Last night I watched Game 3 of the NBA Finals with my youngest brother, Robert. During one possession of play, Dwayne Wade, the Miami Heat’s Shooting Guard, felt as if he was fouled on a play but he did not receive the benefit of the doubt from the referees. Frustrated from the call — or lack thereof — he ran back to his team’s side of play yelling at the refs, to which Robert commented, “Why is he yelling at the referees? He knows he’s not going to get the call reversed?”
Then it dawned on me.
Wade knew he wasn’t going to get the call reversed but he yelled anyway. He was frustrated. But his frustration wouldn’t be complete — or fully expressed — unless he finished by verbally expressing it. So in order to fully express it, he yelled at the refs.
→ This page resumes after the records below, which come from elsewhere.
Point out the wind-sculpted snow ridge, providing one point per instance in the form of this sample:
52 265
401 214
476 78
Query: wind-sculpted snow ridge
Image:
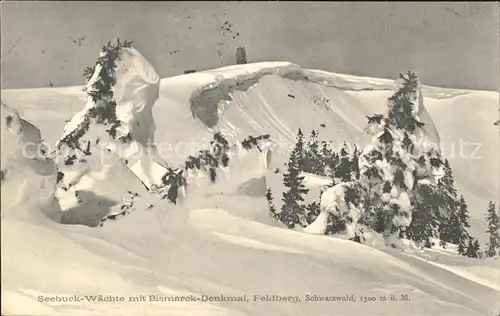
181 249
28 177
107 149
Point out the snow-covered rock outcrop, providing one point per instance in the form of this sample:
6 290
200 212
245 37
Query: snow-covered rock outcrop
28 177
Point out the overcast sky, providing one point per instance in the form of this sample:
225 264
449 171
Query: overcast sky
447 44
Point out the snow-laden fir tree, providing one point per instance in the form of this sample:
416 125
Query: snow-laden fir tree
399 164
313 210
450 228
272 208
425 217
345 171
463 222
493 220
293 211
330 160
473 248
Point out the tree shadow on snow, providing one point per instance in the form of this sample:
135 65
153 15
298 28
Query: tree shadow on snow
89 211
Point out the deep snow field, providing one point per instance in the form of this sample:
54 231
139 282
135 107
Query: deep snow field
220 239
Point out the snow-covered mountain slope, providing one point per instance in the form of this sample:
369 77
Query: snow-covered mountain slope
277 98
221 239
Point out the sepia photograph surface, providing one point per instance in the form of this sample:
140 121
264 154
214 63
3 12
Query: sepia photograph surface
243 158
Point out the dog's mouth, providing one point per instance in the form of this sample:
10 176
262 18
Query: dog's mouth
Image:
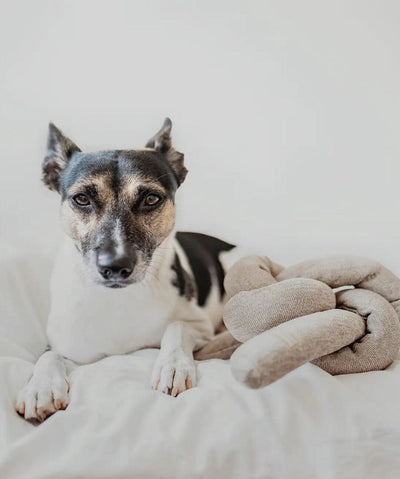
117 284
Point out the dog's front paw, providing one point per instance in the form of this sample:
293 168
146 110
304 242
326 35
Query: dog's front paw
42 397
173 372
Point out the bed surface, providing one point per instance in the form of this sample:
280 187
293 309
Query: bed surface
307 425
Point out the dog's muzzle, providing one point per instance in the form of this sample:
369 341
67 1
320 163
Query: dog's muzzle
115 268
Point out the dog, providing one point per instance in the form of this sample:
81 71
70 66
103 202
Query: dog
124 279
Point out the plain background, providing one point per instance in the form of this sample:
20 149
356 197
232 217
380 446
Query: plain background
287 112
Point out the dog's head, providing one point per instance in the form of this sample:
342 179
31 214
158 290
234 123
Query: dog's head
117 206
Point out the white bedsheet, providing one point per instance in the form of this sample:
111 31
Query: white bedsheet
307 425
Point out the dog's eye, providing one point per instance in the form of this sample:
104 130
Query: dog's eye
151 199
81 200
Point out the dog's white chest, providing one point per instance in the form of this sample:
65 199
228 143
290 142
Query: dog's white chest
88 322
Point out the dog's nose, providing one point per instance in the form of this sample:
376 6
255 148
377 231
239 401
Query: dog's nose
115 268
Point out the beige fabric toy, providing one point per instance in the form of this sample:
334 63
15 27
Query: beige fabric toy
288 316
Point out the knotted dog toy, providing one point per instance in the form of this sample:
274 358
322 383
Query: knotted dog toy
286 317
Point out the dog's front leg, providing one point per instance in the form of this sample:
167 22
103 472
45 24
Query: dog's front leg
174 370
47 390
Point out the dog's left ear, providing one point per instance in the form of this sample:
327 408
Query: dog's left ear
59 151
161 142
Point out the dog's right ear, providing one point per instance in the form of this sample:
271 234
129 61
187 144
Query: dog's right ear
59 151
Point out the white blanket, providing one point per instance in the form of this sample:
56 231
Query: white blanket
307 425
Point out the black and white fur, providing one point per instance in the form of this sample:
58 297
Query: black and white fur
124 279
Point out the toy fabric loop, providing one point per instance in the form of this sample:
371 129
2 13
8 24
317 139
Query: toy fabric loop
288 316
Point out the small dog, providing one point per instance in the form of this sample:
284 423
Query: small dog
124 279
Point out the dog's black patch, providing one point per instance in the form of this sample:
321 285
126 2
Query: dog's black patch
203 252
182 281
119 164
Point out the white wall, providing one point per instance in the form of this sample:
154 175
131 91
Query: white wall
288 112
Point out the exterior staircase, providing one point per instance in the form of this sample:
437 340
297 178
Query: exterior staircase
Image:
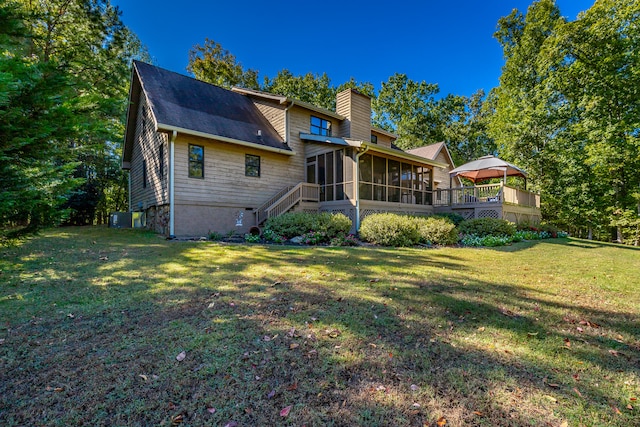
286 199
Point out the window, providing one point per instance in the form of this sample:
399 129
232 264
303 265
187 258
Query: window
251 165
161 161
196 161
320 126
144 174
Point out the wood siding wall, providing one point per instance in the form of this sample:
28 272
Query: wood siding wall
383 140
274 112
357 109
146 149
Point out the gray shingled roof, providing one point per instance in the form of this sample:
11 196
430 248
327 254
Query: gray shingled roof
179 101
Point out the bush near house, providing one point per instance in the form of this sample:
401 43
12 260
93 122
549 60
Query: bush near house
327 225
437 230
389 229
482 227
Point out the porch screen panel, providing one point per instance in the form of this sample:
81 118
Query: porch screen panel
329 176
366 177
321 177
394 181
380 179
406 181
340 175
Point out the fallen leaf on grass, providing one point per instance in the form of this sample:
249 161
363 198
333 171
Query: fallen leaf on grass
285 411
333 333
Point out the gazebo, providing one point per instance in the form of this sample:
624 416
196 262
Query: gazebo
489 200
488 167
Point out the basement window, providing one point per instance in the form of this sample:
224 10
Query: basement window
196 161
251 165
320 126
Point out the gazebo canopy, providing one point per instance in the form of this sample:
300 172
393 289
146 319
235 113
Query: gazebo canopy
487 167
Conversely, the God of the Bible wants our praise. But why? Is it because he needs it? Is it to make up for a deficiency?
C. S. Lewis in his legendary Reflections on the Psalms, comments on this when he writes:
The most obvious fact about praise — whether of God or any thing — strangely escaped me. I thought of it in terms of compliment, approval, or the giving of honor. I had never noticed that all enjoyment spontaneously overflow into praise unless (sometimes even if) shyness or the fear of boring others is deliberately brought into check.
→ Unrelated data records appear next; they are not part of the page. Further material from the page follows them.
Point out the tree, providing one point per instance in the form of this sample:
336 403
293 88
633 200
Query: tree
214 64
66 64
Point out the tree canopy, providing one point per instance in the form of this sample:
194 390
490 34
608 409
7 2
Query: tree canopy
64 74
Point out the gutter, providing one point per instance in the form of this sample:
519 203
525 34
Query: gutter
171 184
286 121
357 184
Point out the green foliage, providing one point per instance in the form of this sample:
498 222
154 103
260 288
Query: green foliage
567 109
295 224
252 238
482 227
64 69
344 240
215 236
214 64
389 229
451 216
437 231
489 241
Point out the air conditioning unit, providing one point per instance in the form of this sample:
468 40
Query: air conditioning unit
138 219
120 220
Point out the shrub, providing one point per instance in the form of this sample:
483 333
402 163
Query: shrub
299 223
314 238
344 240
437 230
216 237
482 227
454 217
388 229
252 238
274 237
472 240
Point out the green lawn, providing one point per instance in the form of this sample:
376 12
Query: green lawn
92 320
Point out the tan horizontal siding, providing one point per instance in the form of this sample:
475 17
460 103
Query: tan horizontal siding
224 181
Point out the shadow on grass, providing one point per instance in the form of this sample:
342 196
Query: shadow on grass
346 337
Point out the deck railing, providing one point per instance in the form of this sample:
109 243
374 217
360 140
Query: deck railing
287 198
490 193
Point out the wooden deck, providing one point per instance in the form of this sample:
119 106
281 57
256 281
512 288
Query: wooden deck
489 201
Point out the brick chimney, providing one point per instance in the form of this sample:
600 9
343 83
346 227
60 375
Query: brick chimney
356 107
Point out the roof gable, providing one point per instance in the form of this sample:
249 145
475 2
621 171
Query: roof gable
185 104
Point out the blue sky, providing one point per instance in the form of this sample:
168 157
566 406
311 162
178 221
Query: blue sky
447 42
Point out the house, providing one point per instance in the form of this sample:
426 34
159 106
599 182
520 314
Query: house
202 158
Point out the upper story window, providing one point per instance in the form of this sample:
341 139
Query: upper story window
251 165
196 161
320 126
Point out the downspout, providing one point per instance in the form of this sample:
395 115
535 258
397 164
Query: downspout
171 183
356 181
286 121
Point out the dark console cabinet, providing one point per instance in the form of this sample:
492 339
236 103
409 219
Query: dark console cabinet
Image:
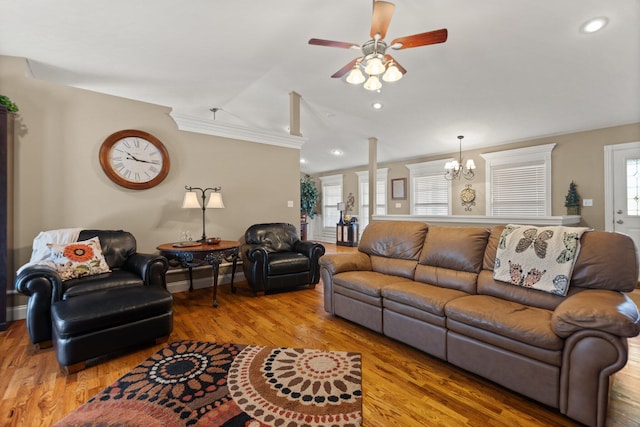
347 234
I had not noticed either that just as men spontaneously praise whatever they value, so they spontaneously urge us to join them in praising it: “Isn’t she lovely? Wasn’t it glorious? Don’t you think that’s magnificent?” The Psalmist in telling everyone to praise God are doing what all men do when they speak of what they care about.
I think we delight to praise what we enjoy because the praise not merely expresses but completes the enjoyment . . . It is not out of compliment that lovers keep on telling one another how beautiful they are; the delight is incomplete till it is expressed.
Therein lies the answer. John Piper adds by saying, “We praise what we enjoy because the delight is incomplete until it is expressed in praise. If we were not allowed to speak of what we value and celebrate what we love and praise what we admire, our joy would not be full.”
Piper continues: “God wants our praise not because he won’t be truly God until he gets it, but because we won’t be fully glad until we give it.”
True joy and satisfaction in life can only be found in knowing and praising God. And because God seeks the fullness of our joy, he not only gives us himself, but he also seeks to win the praise of our hearts. That’s why he wants our praise. So our joy would be full. What a good dad.